- Born: Washington, D.C., United States
- Education: Columbia University (BA)
- Occupation(s): Director, Artistic Director
- Employer: American Shakespeare Center
- Spouse: Nancy Anderson
- Relatives: Terrell McSweeny (sister)

= Ethan McSweeny =

American theatre director

Ethan McSweeny is an American theatre director. He served as artistic director of the American Shakespeare Center from 2018 to 2021.

== Early life and education ==
McSweeny is a native of Washington, D.C., the son of political journalists Dorothy and William F. McSweeney, who served as Lyndon B. Johnson's deputy chief of staff and later an executive vice president of Occidental Petroleum, heading its international division. His mother served as chairwoman of the DC Commission on the Arts and Humanities and the Mid Atlantic Arts Foundation. His siblings include former Federal Trade Commission Commissioner Terrell McSweeny.
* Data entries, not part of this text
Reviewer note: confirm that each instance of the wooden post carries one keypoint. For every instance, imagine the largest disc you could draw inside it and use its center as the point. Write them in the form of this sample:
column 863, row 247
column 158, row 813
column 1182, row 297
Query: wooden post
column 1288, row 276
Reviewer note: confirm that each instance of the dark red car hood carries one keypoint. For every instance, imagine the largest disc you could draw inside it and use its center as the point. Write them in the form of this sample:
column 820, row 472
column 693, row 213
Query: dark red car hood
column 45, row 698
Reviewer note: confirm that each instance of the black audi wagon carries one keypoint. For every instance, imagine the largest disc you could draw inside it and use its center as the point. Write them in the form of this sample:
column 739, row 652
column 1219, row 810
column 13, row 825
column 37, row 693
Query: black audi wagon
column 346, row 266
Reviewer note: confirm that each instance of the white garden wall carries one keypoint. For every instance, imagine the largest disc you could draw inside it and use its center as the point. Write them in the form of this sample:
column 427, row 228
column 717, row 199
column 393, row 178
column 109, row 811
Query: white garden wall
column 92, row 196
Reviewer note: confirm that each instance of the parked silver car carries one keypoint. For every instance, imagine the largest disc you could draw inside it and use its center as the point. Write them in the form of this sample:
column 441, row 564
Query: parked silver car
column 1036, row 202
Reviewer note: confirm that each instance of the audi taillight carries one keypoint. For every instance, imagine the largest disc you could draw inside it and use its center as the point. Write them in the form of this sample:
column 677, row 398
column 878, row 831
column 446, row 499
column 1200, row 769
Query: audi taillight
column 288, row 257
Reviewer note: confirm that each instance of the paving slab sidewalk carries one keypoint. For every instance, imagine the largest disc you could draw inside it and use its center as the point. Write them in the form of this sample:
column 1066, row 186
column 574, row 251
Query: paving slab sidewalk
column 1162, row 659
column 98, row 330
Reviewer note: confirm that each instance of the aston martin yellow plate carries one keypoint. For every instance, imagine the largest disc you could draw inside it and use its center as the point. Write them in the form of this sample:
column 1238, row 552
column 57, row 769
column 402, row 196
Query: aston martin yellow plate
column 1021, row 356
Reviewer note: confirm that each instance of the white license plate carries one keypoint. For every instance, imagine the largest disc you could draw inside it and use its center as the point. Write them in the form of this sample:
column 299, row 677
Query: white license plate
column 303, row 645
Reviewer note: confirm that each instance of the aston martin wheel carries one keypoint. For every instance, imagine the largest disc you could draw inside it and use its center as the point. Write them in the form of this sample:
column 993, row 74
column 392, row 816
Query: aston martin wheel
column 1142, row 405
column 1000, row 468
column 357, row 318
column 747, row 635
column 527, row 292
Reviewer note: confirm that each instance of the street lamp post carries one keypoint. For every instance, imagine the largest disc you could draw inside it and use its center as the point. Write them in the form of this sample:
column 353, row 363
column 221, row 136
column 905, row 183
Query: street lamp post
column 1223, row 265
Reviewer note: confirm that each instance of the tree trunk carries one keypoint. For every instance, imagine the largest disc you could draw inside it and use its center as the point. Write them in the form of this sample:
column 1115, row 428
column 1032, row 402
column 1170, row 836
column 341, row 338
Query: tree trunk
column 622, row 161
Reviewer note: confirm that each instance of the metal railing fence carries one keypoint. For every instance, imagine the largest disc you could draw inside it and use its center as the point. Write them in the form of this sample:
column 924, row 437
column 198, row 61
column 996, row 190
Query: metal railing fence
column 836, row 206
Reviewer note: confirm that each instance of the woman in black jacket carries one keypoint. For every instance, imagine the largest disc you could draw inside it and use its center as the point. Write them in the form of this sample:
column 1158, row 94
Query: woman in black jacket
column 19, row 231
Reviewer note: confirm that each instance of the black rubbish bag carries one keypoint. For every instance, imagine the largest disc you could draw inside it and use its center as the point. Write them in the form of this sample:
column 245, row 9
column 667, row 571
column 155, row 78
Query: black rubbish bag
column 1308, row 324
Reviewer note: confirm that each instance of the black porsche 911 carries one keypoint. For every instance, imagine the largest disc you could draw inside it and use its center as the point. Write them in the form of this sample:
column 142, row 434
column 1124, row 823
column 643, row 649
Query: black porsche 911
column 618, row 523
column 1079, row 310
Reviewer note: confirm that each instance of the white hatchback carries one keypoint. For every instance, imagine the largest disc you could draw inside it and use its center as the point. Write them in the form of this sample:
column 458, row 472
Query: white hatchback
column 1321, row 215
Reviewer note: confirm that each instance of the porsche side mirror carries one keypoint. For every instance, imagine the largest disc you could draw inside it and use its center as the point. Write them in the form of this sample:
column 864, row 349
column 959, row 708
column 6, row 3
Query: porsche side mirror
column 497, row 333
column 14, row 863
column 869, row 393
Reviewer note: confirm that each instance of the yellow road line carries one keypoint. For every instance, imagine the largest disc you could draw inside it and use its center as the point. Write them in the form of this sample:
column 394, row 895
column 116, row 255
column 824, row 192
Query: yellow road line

McSweeny graduated from St. Albans School and received his B.A. from Columbia University in 1993 as the first graduate of the theater and dramatic art major of Columbia College. At Columbia, he studied theatre under Austin E. Quigley and directed two student productions, Look Back in Anger and The Tempest.

== Career ==
McSweeny returned to Washington after college and spent four years working as assistant director of The Shakespeare Theatre under Michael Kahn. In 1997, he landed his first engagement as a director of John Logan's Never the Sinner at the Signature Theatre in Arlington County, Virginia, then at Rep Stage in Howard County, Maryland, American Jewish Theatre, and the John Houseman Theatre in New York City. He has also worked as a freelance director at the Guthrie Theater, Old Globe Theatre, Studio Theatre, and The Alley Theater and was hailed as a "wunderkind" by American Theatre magazine in 2006. His Broadway credits included The Best Man and A Time To Kill.

McSweeney joined the American Shakespeare Center as artistic director in 2018, succeeding Jim Warren, who co-founded ASC and stepped down at the end of 2017. He previously co-directed Chautauqua Theater Company in Upstate New York for eight years with Vivienne Benesch. He won a Helen Hayes Award in 2018 for Outstanding direction in a play.

McSweeney stepped down in 2021 amidst budget cuts and complaints about the workplace climate from former employees.

== Personal life ==
McSweeney is married to stage actor Nancy Anderson, who received multiple Drama Desk Award, Laurence Olivier Award, and Helen Hayes Award nominations.